Theory and applications of DNA codeword design

We survey the origin, current progress and applications on one major roadblock to the development of analytic models for DNA computing and self-assembly, namely the so-called Codeword Design problem. The problem calls for finding large sets of single DNA strands that do not crosshybridize to themselves or to their complements (so-called domains in the language of chemical reaction networks) and has been recognized as an important problem in DNA computing, self-assembly, DNA memories and phylogenetic analyses because of their error correction and prevention properties. Major recent advances include the development of experimental techniques to search for such codes, as well as a theoretical framework to analyze this problem, despite the fact that it has been proven to be NP -complete using any single concrete metric space to model the Gibbs energy. In this framework, codeword design is reduced to finding large sets of strands maximally separated in DNA spaces and, therefore, the key to finding such sets would lie in knowledge of the geometry of these spaces. A new general technique has been recently found to embed them in Euclidean spaces in a hybridization-affinity-preserving manner, i.e., in such a way that oligos with high/low hybridization affinity are mapped to neighboring/remote points in a geometric lattice, respectively. This isometric embedding materializes long-held mataphors about codeword design in terms of sphere packing and leads to designs that are in some cases known to be provable nearly optimal for some oligo sizes.
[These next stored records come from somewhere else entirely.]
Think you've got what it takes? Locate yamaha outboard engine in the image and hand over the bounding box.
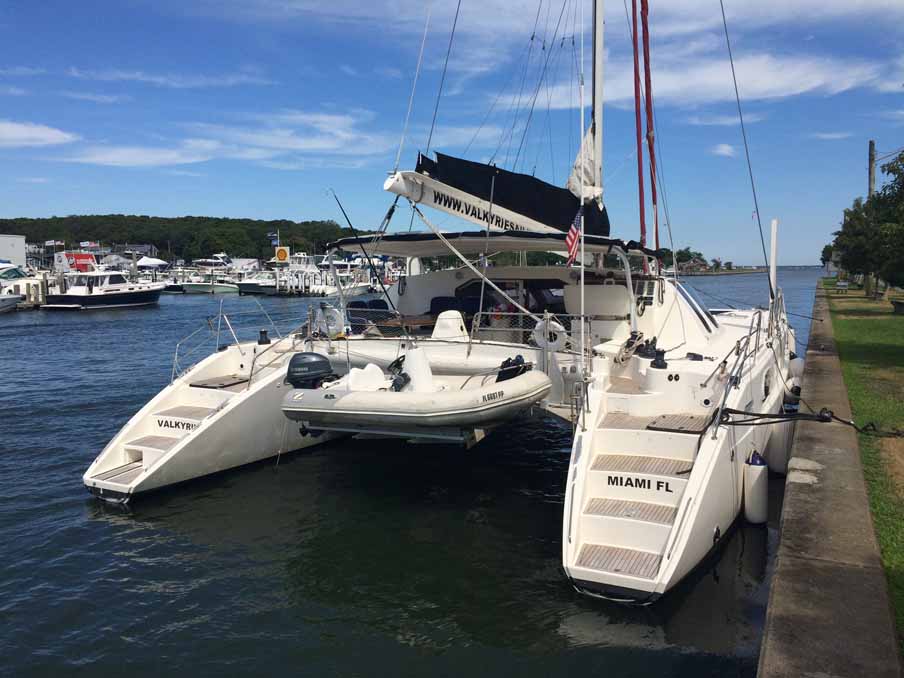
[286,353,334,388]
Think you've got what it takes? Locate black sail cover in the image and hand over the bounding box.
[416,153,609,237]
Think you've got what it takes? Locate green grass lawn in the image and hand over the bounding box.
[823,281,904,653]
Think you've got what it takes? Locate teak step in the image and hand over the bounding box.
[584,497,678,525]
[577,544,662,579]
[191,374,248,391]
[599,412,653,431]
[92,461,144,485]
[154,405,214,421]
[590,454,694,479]
[606,377,647,395]
[125,436,181,452]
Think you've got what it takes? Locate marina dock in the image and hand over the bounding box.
[758,288,901,678]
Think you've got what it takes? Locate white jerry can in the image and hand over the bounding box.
[744,452,769,525]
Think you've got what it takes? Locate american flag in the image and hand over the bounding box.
[565,205,584,266]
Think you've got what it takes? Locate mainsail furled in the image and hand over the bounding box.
[565,125,603,202]
[383,153,609,236]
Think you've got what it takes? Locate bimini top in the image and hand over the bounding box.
[327,231,656,257]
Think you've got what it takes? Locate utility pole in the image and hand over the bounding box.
[866,139,876,199]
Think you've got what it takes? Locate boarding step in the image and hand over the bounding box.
[591,454,694,480]
[606,377,647,395]
[584,497,678,525]
[124,436,182,469]
[91,461,144,485]
[577,544,662,580]
[190,374,248,391]
[584,454,694,506]
[154,405,216,436]
[579,497,676,553]
[599,412,710,435]
[593,413,700,461]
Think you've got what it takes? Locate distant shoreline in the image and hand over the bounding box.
[678,266,768,276]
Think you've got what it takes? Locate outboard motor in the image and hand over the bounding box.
[286,353,335,388]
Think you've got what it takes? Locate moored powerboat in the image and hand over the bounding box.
[282,348,551,444]
[41,271,166,310]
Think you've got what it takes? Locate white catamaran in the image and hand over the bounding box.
[85,0,797,602]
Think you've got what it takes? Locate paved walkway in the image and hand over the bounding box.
[758,288,901,678]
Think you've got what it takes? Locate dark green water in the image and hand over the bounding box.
[0,271,818,676]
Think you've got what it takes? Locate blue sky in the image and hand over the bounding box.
[0,0,904,264]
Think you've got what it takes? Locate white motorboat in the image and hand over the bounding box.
[0,263,47,313]
[282,348,551,444]
[41,271,166,310]
[0,293,25,313]
[83,315,335,503]
[181,274,239,294]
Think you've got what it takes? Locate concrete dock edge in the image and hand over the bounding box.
[758,288,901,678]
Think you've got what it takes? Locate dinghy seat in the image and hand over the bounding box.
[565,283,631,342]
[405,348,436,393]
[348,363,387,391]
[430,311,468,341]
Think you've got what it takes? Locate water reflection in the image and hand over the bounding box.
[87,412,781,659]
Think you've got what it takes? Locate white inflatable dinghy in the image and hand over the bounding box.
[282,348,552,442]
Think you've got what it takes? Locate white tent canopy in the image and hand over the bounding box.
[138,257,169,268]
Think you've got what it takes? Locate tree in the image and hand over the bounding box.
[823,152,904,294]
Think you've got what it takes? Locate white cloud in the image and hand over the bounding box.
[374,66,405,80]
[687,113,766,127]
[61,109,395,169]
[166,170,207,178]
[809,132,853,141]
[528,54,882,109]
[709,144,737,158]
[62,146,213,167]
[0,120,79,148]
[0,66,46,78]
[67,67,276,89]
[60,92,132,104]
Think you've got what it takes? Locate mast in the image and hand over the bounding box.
[592,0,605,195]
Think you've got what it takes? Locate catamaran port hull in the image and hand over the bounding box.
[83,343,336,503]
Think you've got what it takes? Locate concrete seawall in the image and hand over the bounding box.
[758,288,901,678]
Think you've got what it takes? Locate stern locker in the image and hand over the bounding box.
[575,413,698,582]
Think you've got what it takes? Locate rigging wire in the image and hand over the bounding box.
[719,0,775,299]
[392,2,430,174]
[512,2,566,173]
[490,0,543,165]
[424,0,461,155]
[876,146,904,162]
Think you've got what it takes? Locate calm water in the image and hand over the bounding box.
[0,271,819,676]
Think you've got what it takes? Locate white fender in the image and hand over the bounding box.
[531,320,568,351]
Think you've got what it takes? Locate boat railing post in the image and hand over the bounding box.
[217,299,223,351]
[223,315,245,355]
[254,297,282,339]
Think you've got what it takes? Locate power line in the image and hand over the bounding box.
[719,0,775,299]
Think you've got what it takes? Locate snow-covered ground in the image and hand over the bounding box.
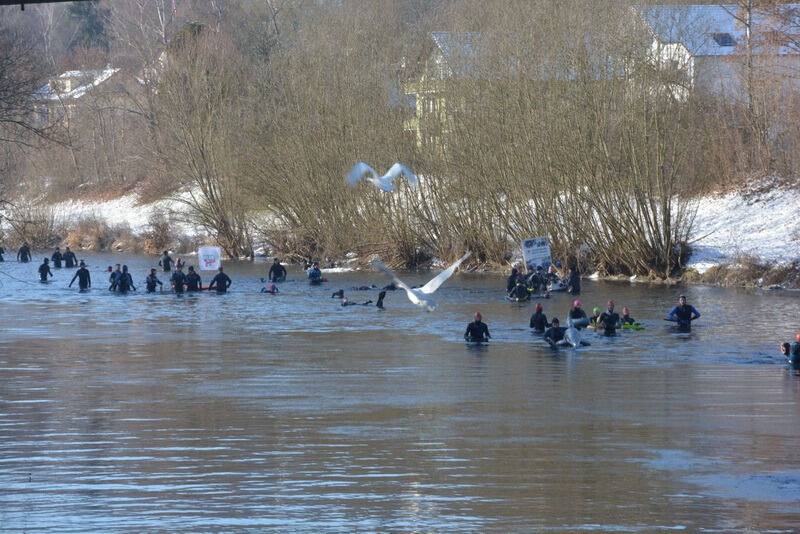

It also leads to upper and lower bounds on estimates of the size of optimal codes of size up to 32&−mers, as well as to infinite families of DNA strand lengths, based on estimates of the kissing (or contact) number for sphere packings in Euclidean spaces. Conversely, this reduction suggests interesting new algorithms to find dense sphere packing solutons in high dimensional spheres using prior results for codeword design priorly obtained by experimental or theoretical molecular means, as well as to a proof that finding these bounds exactly is NP -complete in general. Finally, some applications and research problems arising from these results are described that might be of interest for further research.